If we do not substantially comply with these requirements, you may be able to immediately appeal to OPM as explained above.

Avoiding conflicts of interest

Our reconsideration decision will not afford deference to the initial decision and will be conducted by a plan representative who is neither the individual who made the initial decision that is the subject of the reconsideration, nor the subordinate of that individual.

We will not make our decisions regarding hiring, compensation, termination, promotion, or other similar matters with respect to any individual (such as a claims adjudicator or medical expert) based upon the likelihood that the individual will support the denial of benefits.

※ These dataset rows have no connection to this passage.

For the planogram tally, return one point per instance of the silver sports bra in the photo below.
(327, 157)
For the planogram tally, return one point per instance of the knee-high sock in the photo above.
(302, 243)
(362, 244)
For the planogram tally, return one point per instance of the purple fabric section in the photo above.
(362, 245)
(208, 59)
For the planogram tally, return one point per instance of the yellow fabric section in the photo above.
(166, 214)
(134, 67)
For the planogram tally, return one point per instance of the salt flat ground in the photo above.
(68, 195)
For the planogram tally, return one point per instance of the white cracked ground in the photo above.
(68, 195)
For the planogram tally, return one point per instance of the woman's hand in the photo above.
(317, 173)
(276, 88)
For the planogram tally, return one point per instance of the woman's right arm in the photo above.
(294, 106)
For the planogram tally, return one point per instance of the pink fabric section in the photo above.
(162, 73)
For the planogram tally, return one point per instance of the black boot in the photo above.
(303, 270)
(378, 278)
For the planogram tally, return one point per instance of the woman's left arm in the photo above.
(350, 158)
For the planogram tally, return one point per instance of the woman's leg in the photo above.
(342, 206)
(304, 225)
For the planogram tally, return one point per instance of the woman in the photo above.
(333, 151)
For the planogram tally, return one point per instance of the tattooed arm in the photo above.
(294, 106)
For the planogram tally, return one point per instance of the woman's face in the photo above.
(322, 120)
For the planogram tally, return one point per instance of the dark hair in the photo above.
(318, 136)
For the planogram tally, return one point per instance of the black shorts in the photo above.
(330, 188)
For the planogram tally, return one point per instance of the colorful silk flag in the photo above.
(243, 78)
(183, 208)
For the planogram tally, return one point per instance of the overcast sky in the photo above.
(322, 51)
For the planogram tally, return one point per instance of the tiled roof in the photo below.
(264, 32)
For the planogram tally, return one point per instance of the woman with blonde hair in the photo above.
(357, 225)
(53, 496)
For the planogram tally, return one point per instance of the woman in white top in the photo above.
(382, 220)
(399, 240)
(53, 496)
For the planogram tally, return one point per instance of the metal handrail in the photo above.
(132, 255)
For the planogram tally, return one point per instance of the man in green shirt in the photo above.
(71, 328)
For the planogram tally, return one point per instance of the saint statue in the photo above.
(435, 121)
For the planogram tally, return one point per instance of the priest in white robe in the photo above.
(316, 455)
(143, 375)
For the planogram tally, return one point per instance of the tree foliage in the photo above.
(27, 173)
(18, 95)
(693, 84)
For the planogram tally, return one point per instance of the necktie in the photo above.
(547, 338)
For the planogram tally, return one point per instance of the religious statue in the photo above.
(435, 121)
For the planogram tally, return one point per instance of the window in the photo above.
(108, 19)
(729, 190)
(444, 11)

If we do not substantially comply with these requirements, you may be able to immediately appeal to OPM as explained above.

Notice Requirements

We must make notices available to you in any language where 10 percent or more of the population of your county is literate only in the same non-English language as determined by the Secretary of Health and Human Services. We will include, in the English versions of all notices, a statement in any applicable non-English language clearly indicating how to access language services, including how to request a copy of the notice in any applicable non-English language. We must also provide oral language services (such as a telephone customer assistance hotline) that include answering questions in any applicable non-English language and providing assistance with filing claims and appeals (including external review) in any applicable non-English language.

Any notice of an adverse benefit determination or reconsideration confirming an adverse benefit determination we send must include information sufficient to identify the claim involved (including the date of service, the health care provider, the claim amount (if applicable), and a statement describing the availability, upon request, of the diagnosis code and its corresponding meaning, and the treatment code and its corresponding meaning).

If we do not substantially comply with these requirements, you may be able to immediately appeal to OPM as explained above.